Tomei conhecimento de jangadas e jangadeiros ainda criança, em Piracuruca, antes de conhecer o mar. Dele sabia, por gravuras, retratos e histórias, ser imenso e cheio de mistérios. Dos primeiros, pelo relato embevecido da imprensa da saga de Jacaré, Tatá, Manoel Preto e Mestre Jerônimo – jangadeiros cearenses – que foram do Ceará ao Rio de Janeiro, em uma jangada de piúba, pra relatar suas dificuldades ao presidente Vargas. Para o menino, tornaram-se heróis mitológicos, de carne e osso, ali no vizinho Estado.

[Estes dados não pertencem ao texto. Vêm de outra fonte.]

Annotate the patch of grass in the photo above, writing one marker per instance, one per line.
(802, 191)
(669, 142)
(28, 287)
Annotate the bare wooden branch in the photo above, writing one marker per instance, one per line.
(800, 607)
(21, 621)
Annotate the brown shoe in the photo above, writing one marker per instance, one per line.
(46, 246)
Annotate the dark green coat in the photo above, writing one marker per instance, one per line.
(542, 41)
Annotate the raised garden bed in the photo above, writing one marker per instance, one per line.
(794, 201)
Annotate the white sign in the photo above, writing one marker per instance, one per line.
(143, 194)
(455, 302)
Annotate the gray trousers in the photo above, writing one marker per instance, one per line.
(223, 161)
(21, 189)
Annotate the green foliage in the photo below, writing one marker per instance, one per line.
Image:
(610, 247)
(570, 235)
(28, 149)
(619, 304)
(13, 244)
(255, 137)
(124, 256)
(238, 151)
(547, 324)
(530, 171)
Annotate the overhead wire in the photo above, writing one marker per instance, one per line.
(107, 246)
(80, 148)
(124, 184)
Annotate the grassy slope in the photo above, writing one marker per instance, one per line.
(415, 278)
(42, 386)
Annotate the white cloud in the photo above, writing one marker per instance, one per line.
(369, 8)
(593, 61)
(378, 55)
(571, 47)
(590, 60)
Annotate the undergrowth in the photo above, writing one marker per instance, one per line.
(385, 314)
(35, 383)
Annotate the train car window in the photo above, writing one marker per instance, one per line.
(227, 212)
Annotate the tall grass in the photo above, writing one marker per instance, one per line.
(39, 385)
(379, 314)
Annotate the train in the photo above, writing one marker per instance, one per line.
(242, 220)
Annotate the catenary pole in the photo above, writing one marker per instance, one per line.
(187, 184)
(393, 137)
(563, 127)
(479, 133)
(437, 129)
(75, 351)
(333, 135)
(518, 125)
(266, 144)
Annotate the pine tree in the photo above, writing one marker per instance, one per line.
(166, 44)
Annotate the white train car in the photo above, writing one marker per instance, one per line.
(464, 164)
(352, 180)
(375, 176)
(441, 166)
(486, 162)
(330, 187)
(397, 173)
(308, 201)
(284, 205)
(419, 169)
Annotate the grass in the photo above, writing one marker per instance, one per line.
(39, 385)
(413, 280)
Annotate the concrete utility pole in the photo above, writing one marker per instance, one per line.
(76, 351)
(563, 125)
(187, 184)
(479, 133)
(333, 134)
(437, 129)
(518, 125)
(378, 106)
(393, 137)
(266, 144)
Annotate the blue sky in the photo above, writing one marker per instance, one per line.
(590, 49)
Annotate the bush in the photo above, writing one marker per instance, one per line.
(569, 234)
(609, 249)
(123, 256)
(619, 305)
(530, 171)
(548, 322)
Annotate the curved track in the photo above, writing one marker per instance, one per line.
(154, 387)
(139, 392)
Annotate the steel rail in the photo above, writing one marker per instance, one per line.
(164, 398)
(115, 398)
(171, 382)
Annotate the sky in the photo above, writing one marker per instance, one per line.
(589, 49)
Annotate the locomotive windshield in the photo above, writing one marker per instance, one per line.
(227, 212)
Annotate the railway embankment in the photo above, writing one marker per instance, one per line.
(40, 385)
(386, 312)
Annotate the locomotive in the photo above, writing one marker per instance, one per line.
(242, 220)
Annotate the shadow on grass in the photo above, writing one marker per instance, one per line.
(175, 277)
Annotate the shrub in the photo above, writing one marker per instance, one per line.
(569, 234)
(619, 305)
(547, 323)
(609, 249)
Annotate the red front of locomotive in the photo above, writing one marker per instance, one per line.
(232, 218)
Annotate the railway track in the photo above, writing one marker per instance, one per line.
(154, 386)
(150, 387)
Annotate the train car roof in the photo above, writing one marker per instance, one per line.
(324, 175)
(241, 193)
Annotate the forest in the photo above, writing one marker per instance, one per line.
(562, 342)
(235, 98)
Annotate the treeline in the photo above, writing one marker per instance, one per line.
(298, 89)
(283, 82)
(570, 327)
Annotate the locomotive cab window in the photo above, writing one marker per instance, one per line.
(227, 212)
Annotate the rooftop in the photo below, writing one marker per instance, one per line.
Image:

A façanha correu mundo. Saiu no NYTimes. Chamou a atenção de Orson Welles, no auge da fama. A imprensa enfatizou na cobertura o desassombro dos jangadeiros em enfrentar as dificuldades óbvias da viagem. Deixou em segundo plano sua motivação: denunciar as condições de trabalho da categoria. Parte, pela censura do Estado Novo. Na real, porque sempre escamoteou a verdade sobre as condições de vida dos trabalhadores. Até hoje pessoas com a consciência, a articulação e o desembaraço de Jacaré são um estorvo.

A jangada é um ícone do Ceará. Está no brasão do Estado e presente em todas as praias, hoje disputando espaço com banhistas, barracas, quadriciclos, bugies e extensa fauna de arrivistas. Nos dias de praia cheia são oferecidos passeios aos banhistas que queiram sentir um gostinho de aventura.

O jangadeiro continua com sua faina diária de tirar seu sustento do mar, enfrentando a falta de vento, tempestades e tubarões. Metade do que pesca vai pro dono da jangada, a outra para mão do atravessador. Se o lugar onde mora se presta a um resort vai aparecer alguém com um título de propriedade e terá de mudar dali. De tudo que pleiteou em suas viagens reivindicatórias, restou a aposentadoria, hoje ameaçada. A noção de progresso que nos foi inculcada o condenou ao desaparecimento sem apelação.

Qual será o seu legado?

Fica meu registro pessoal.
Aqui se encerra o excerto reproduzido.